For destructive actions, require explicit confirmation:

def confirm(action: str) -> bool:
    response = input(f"About to: {action}\nProceed? [yes/no]: ")
    return response.strip().lower() == "yes"

Or in fully automated mode, skip confirmation but log prominently and send a Slack notification.

Idempotency

Design every step to be safe to run twice:

def ensure_config_set(key: str, value: str) -> None:
    """Set config value — safe to call multiple times."""
    current = get_config(key)
    if current == value:
        log(f"Config {key} already set to {value}, skipping.")
        return
    set_config(key, value)
    log(f"Set {key} = {value}")

Connecting to Your Alert System

Runbooks only save time if they run automatically when the alert fires. With PagerDuty webhooks:

# PagerDuty webhook handler (Flask)
from flask import Flask, request
app = Flask(__name__)

RUNBOOK_MAP = {
    "high-mem-usage": "runbooks/high_memory.py",
    "disk-usage-critical": "runbooks/disk_cleanup.py",
}

@app.route("/webhook/pagerduty", methods=["POST"])
def pagerduty_webhook():
    event = request.json
    alert_name = event.get("alert", {}).get("summary", "")

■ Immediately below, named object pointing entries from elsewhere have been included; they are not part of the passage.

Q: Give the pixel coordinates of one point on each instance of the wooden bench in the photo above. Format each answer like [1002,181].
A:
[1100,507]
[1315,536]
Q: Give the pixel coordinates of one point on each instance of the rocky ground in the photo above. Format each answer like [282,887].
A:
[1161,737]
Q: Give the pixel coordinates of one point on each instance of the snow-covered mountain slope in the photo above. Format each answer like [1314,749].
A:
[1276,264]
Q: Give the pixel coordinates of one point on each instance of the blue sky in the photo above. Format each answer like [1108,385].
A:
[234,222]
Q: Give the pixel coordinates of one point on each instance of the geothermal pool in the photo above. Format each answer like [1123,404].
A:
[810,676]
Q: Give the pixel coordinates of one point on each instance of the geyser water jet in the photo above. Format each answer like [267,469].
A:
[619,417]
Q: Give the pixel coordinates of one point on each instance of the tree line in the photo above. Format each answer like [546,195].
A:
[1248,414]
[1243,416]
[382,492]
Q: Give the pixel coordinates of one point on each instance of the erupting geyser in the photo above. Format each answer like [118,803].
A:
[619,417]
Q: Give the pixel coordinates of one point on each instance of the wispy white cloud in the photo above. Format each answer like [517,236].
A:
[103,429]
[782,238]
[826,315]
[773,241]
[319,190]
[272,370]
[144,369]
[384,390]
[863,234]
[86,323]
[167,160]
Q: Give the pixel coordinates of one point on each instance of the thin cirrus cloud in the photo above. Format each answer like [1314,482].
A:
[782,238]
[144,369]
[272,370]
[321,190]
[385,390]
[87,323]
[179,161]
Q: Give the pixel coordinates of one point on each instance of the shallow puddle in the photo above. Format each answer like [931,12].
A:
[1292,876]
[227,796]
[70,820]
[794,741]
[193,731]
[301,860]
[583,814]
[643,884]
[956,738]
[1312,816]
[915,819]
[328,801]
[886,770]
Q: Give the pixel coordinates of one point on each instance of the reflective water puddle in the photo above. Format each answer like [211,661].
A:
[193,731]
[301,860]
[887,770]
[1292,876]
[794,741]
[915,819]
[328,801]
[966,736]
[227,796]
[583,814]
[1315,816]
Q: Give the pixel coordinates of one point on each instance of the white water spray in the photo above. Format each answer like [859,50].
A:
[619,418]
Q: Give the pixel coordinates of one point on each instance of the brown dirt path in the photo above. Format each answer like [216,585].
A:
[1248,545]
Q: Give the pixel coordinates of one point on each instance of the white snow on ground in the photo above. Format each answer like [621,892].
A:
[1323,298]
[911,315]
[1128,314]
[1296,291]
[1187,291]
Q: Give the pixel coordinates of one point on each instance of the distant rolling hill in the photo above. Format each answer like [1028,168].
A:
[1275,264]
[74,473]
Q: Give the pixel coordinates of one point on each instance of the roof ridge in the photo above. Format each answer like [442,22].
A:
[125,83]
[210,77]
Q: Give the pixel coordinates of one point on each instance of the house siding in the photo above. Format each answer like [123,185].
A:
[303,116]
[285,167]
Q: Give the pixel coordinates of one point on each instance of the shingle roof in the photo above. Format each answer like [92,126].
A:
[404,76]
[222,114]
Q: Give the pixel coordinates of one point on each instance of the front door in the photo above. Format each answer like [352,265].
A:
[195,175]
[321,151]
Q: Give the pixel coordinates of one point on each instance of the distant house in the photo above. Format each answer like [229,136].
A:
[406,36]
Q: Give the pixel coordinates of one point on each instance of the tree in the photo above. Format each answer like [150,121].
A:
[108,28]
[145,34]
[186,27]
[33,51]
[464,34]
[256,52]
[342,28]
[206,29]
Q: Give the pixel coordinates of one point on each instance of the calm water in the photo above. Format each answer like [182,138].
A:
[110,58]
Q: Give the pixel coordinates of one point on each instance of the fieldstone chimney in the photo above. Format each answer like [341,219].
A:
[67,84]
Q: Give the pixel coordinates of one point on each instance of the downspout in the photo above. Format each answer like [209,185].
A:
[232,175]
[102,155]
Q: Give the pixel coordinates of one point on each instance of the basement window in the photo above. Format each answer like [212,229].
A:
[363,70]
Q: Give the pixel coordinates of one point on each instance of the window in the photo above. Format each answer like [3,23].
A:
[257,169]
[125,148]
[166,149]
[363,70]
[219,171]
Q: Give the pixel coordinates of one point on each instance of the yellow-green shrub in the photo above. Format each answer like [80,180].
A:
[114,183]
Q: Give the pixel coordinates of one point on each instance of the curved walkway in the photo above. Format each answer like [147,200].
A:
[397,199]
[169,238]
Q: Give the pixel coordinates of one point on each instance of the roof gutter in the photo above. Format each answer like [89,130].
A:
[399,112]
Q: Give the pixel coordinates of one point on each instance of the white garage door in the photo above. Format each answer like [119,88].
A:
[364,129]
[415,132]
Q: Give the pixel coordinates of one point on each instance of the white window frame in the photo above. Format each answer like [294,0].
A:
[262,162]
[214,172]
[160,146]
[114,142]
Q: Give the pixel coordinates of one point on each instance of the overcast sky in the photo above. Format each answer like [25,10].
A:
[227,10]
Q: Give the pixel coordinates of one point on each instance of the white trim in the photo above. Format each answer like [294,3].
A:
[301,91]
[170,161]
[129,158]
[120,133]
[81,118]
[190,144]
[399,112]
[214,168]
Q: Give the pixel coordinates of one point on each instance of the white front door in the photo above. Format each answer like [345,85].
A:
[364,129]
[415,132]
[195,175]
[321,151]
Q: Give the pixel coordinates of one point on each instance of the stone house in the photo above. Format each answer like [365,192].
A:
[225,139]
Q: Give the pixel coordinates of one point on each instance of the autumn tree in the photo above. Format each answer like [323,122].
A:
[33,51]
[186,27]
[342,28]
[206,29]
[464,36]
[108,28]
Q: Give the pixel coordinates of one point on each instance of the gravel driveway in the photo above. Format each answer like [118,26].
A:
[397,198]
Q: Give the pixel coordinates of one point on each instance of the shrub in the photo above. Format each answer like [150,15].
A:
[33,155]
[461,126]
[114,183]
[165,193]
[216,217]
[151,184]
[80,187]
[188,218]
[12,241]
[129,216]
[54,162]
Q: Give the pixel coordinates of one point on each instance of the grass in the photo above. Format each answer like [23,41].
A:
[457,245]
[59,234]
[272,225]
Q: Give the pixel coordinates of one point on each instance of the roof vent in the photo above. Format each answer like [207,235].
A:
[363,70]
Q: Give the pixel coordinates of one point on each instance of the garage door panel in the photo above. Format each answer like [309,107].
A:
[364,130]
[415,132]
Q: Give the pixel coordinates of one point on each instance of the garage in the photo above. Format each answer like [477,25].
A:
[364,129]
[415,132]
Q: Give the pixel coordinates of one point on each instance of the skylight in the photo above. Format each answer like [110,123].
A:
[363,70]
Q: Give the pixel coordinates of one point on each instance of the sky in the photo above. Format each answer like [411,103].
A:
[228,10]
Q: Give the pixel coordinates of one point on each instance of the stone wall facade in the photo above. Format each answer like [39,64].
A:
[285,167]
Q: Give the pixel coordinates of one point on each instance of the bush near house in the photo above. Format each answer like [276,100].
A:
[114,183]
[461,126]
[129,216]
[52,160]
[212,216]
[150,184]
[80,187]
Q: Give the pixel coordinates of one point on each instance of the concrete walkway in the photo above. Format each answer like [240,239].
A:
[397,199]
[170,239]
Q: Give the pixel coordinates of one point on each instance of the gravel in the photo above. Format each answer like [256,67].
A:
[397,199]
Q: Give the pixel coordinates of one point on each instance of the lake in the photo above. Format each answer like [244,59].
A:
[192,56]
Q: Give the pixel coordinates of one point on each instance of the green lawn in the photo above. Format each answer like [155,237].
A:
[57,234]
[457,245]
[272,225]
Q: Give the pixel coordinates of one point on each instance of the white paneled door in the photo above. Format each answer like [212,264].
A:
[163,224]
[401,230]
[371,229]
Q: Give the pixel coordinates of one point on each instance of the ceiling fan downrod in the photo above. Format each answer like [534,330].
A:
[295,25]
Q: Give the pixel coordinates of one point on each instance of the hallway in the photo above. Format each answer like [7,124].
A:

    if alert_name in RUNBOOK_MAP:
        script = RUNBOOK_MAP[alert_name]
        subprocess.Popen(["python3", script, "--auto"])
        return {"status": "runbook_triggered", "script": script}, 200

    return {"status": "no_runbook_found"}, 200

Audit Trails Are Mandatory

Every automated action in production must be logged somewhere humans can see:

import json
from pathlib import Path

AUDIT_LOG = Path("/var/log/runbooks/audit.jsonl")

def audit(action: str, target: str, outcome: str, metadata: dict = {}) -> None:
    entry = {
        "timestamp": datetime.utcnow().isoformat(),
        "action": action,
        "target": target,
        "outcome": outcome,
        "triggered_by": os.getenv("TRIGGERED_BY", "manual"),
        **metadata
    }
    with AUDIT_LOG.open("a") as f:
        f.write(json.dumps(entry) + "\n")

This lets you answer "what ran last night at 3 AM and why?" without waking anyone up.

Start Small

The worst mistake is trying to automate everything at once. Pick one runbook — ideally the one that fires most often — and automate just that. Run it in dry-run mode for a week. Then enable it in non-production. Then production.

Automation earns trust the same way people do: by being reliable in small things before big ones.